SHANGHAI, Jan 13 (Reuters) - For a second straight day, offshore investors on Tuesday sold more Shanghai shares than they bought through the Hong Kong “connector”, highlighting waning foreign confidence in the sustainability of China’s stock market rally.
Between the connector’s launch on Nov. 17 and this week, there was only one day when foreigners were net sellers of Shanghai shares, on Dec. 30, when many investors were closing accounts for the year.
This week’s net selling comes as the rally in Shanghai, which began in the wake of the connector’s launch, shows signs of wobbling, adding to concerns among already-wary foreign fund managers.
It also could be bad news for the Hong Kong Stock Exchange, which has been trying to reassure foreign investors that their legal rights will be protected in China.
“Foreign investors don’t agree with the current value of A-shares so they are cashing out instead of going in,” said Alex Wang, a director at Ample Finance Group in Hong Kong.
“It’s very dangerous to get into A-shares at their current level because momentum is too strong, the value is unjustified and there hasn’t been much fresh news,” Wang said.

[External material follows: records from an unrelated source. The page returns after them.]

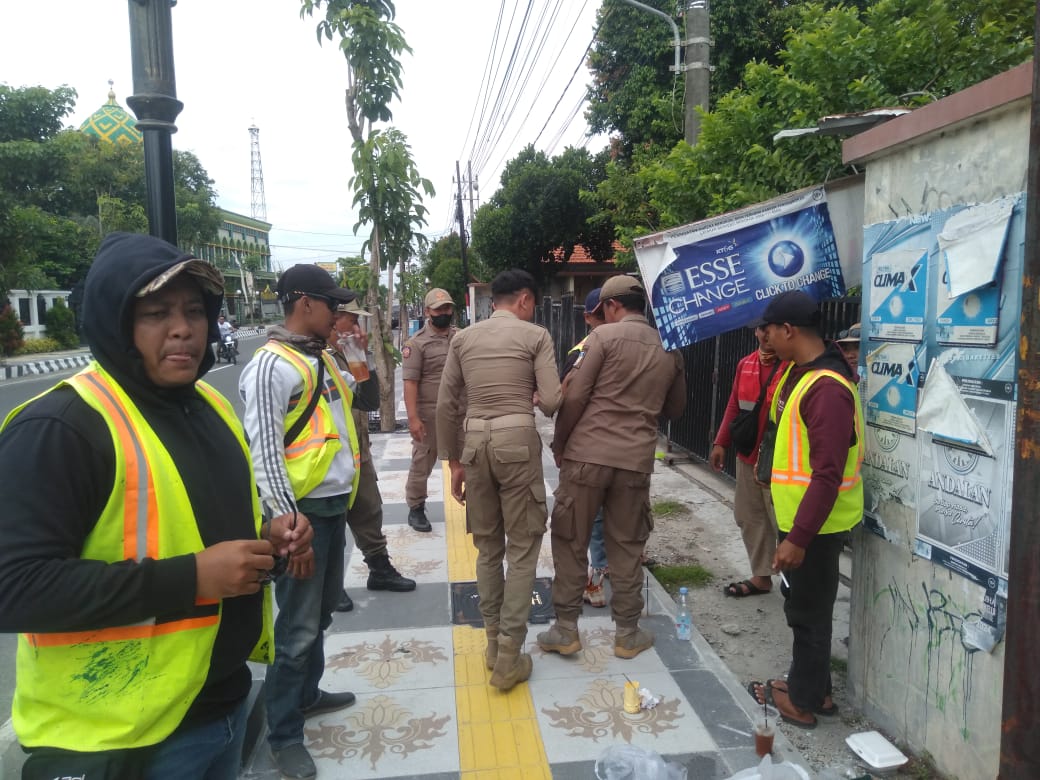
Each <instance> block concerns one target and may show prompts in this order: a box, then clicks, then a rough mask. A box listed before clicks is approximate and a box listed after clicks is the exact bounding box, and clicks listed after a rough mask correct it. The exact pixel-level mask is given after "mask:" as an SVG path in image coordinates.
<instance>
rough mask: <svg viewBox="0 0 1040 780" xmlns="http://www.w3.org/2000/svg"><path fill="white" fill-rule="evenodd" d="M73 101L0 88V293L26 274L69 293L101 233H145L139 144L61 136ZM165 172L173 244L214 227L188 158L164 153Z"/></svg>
mask: <svg viewBox="0 0 1040 780" xmlns="http://www.w3.org/2000/svg"><path fill="white" fill-rule="evenodd" d="M75 97H76V93H75V92H74V90H73V89H71V88H69V87H64V86H62V87H58V88H56V89H47V88H45V87H42V86H33V87H20V88H12V87H9V86H6V85H4V84H0V291H5V290H8V289H12V288H17V287H22V286H24V285H22V284H20V283H19V282H18V279H19V278H20V277H21V276H23V275H24V272H25V269H27V268H36V269H38V270H41V271H42V272H43V274H44V275H45V276H46V277H47V278H48V279H49V280H50V284H49V285H48V286H56V287H59V288H70V287H72V286H73V285H74V284H75V283H76V282H78V281H80V280H81V279H82V278H83V277H84V276H85V275H86V270H87V268H88V267H89V264H90V260H92V258H93V257H94V254H95V252H96V251H97V248H98V244H99V243H100V241H101V238H102V237H103V236H104V235H105V234H107V233H110V232H112V231H114V230H125V231H131V232H145V231H147V230H148V218H147V215H146V212H145V203H146V191H147V190H146V181H145V162H144V148H142V146H141V145H129V146H122V145H118V144H109V142H106V141H102V140H100V139H98V138H97V137H95V136H92V135H87V134H85V133H80V132H77V131H75V130H62V127H61V125H62V121H63V119H64V118H67V116H68V115H69V113H70V112H71V111H72V109H73V107H74V104H75ZM174 175H175V190H176V198H177V217H178V229H179V235H180V239H181V241H182V243H183V244H185V245H199V244H201V243H203V242H204V241H206V240H209V239H211V238H212V237H214V236H215V235H216V231H217V229H218V227H219V211H218V210H217V208H216V206H215V192H214V190H213V188H212V184H213V182H212V180H211V179H209V177H208V175H207V174H206V171H205V170H204V168H203V166H202V164H201V163H200V161H199V159H198V158H197V157H196V156H194V155H193V154H192V153H190V152H180V151H175V152H174Z"/></svg>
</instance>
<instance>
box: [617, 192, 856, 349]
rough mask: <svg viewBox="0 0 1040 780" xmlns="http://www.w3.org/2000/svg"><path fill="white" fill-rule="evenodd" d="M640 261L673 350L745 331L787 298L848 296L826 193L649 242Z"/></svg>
mask: <svg viewBox="0 0 1040 780" xmlns="http://www.w3.org/2000/svg"><path fill="white" fill-rule="evenodd" d="M635 258H636V260H638V261H639V264H640V270H641V271H642V275H643V281H644V283H645V284H646V286H647V288H648V289H649V291H650V301H651V305H652V307H653V314H654V320H655V322H656V324H657V329H658V331H659V332H660V338H661V342H662V344H664V346H665V348H666V349H676V348H678V347H681V346H686V345H687V344H693V343H695V342H697V341H700V340H702V339H706V338H710V337H711V336H717V335H719V334H720V333H725V332H727V331H732V330H734V329H736V328H742V327H745V326H747V324H749V323H750V322H752V321H753V320H755V319H756V318H758V317H759V316H760V315H761V313H762V311H763V310H764V309H765V306H766V304H768V303H769V302H770V300H771V298H773V297H774V296H776V295H778V294H779V293H781V292H784V291H786V290H797V289H800V290H804V291H805V292H807V293H808V294H810V295H811V296H812V297H814V298H816V300H817V301H823V300H826V298H832V297H840V296H841V295H843V294H844V280H843V277H842V275H841V266H840V264H839V262H838V251H837V242H836V241H835V238H834V230H833V228H832V226H831V219H830V213H829V211H828V209H827V194H826V192H825V191H824V188H823V187H816V188H813V189H808V190H801V191H799V192H795V193H791V194H789V196H784V197H783V198H777V199H774V200H772V201H768V202H766V203H762V204H759V205H757V206H753V207H750V208H746V209H742V210H739V211H734V212H732V213H729V214H724V215H722V216H718V217H713V218H711V219H705V220H703V222H699V223H695V224H693V225H687V226H684V227H681V228H675V229H673V230H669V231H665V232H662V233H655V234H653V235H650V236H644V237H642V238H639V239H636V240H635Z"/></svg>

Chinese regulators have capped northbound net investment flows from Hong Kong accounts into Shanghai at 13 billion yuan ($2.10 billion) each day. But for the most part, that quota has gone unused as foreign fund managers remain nervous about regulatory uncertainties and technical challenges.
And the trade turned negative this week, with the Tuesday quota closing at -115.88 million yuan (-$18.70 million).
The net negative number, calculated by subtracting the daily quota from both buy orders and sell trades, indicates more foreigners sold shares in Shanghai stocks than bought them.
Beijing’s Nov. 21 surprise interest rate cuts, aimed at supporting a wavering Chinese economy, caused Shanghai’s share index to surge to near 5-year highs. This turned the Chinese market into one of the world’s best performers in 2014.
However, Hong Kong traders never quite climbed on board the mainland rally, even though China-related companies dominate the HKEX. That caused an enduring pricing disconnect between the shares of dual-listed companies, with Shanghai shares on Tuesday trading at an average 26 percent premium to Hong Kong-listed shares in the same company.